Der katholische Bischof der Diözese Rottenburg-Stuttgart, Gebhard Fürst, wies auf die verbindende Kraft des göttlichen Geistes, die an Pfingsten gefeiert werde. Es sei eine "lebensrettende Kraft, die keine Grenzen kennt". Sie sei auch in anderen Religionen und Kulturen präsent, "dort, wo Menschen gut miteinander umgehen und eine Gottesbeziehung leben, die sie stärkt", sagte Fürst. Der gute Geist Gottes stehe jeglicher Form von Intoleranz und Antisemitismus entgegen.

Ähnlich äußerten sich die evangelischen Bischöfe aus Baden und Württemberg, Jochen Cornelius-Bundschuh und Otfried July. Der ermutigende Geist Gottes wirke in den Alltag, in Familie, Arbeit und Politik hinein, sagte Cornelius-Bundschuh. "Seine Geistesgegenwart brauchen wir, um die Konflikte dieser Welt im Geiste Jesu Christi zu entschärfen und dem Frieden zu dienen", betonte July.

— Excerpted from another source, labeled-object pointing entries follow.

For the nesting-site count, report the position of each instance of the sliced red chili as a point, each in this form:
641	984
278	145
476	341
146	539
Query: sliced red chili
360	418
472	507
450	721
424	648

Bischöfe betonten zu Pfingsten die verbindende Kraft des Geistes Gottes

Der hannoversche Landesbischof Ralf Meister sieht im biblischen Pfingstwunder eine Art Reformation. Diese Glaubensgeschichte habe die Welt verändert, "weil sie nationale und ethnische, soziale und die Trennung zwischen Mann und Frau überwand", sagte er in seiner Pfingstpredigt in Bassum bei Bremen.

Als Appell an die Menschlichkeit deutete der Aachener katholische Bischof Heltmut Dieser Pfingsten. Der Heilige Geist bewirke, dass Menschen einander verstehen, respektieren und vertrauen, sagte Dieser am Sonntag im Aachener Dom. Er mache "uns fähig, in unseren Grenzen wahrhaftig und mitmenschlich zu leben".

Der Bibel zufolge hat Gott an Pfingsten seinen Geist nicht mehr einzelnen Auserwählten, sondern allen Gläubigen geschenkt:  "Sie wurden alle erfüllt von dem Heiligen Geist und fingen an, zu predigen in anderen Sprachen", heißt es in der biblischen Apostelgeschichte. Die Ausgießung des Geistes wird als ein Feuer beschrieben, das sich teilt und als Flammenzungen auf jeden einzelnen Jünger niedergeht. Das dritte große Fest im Kirchenjahr wird als Geburtsstunde der Kirche verstanden und ist ein Symbol für Neuanfang und Schöpferkraft.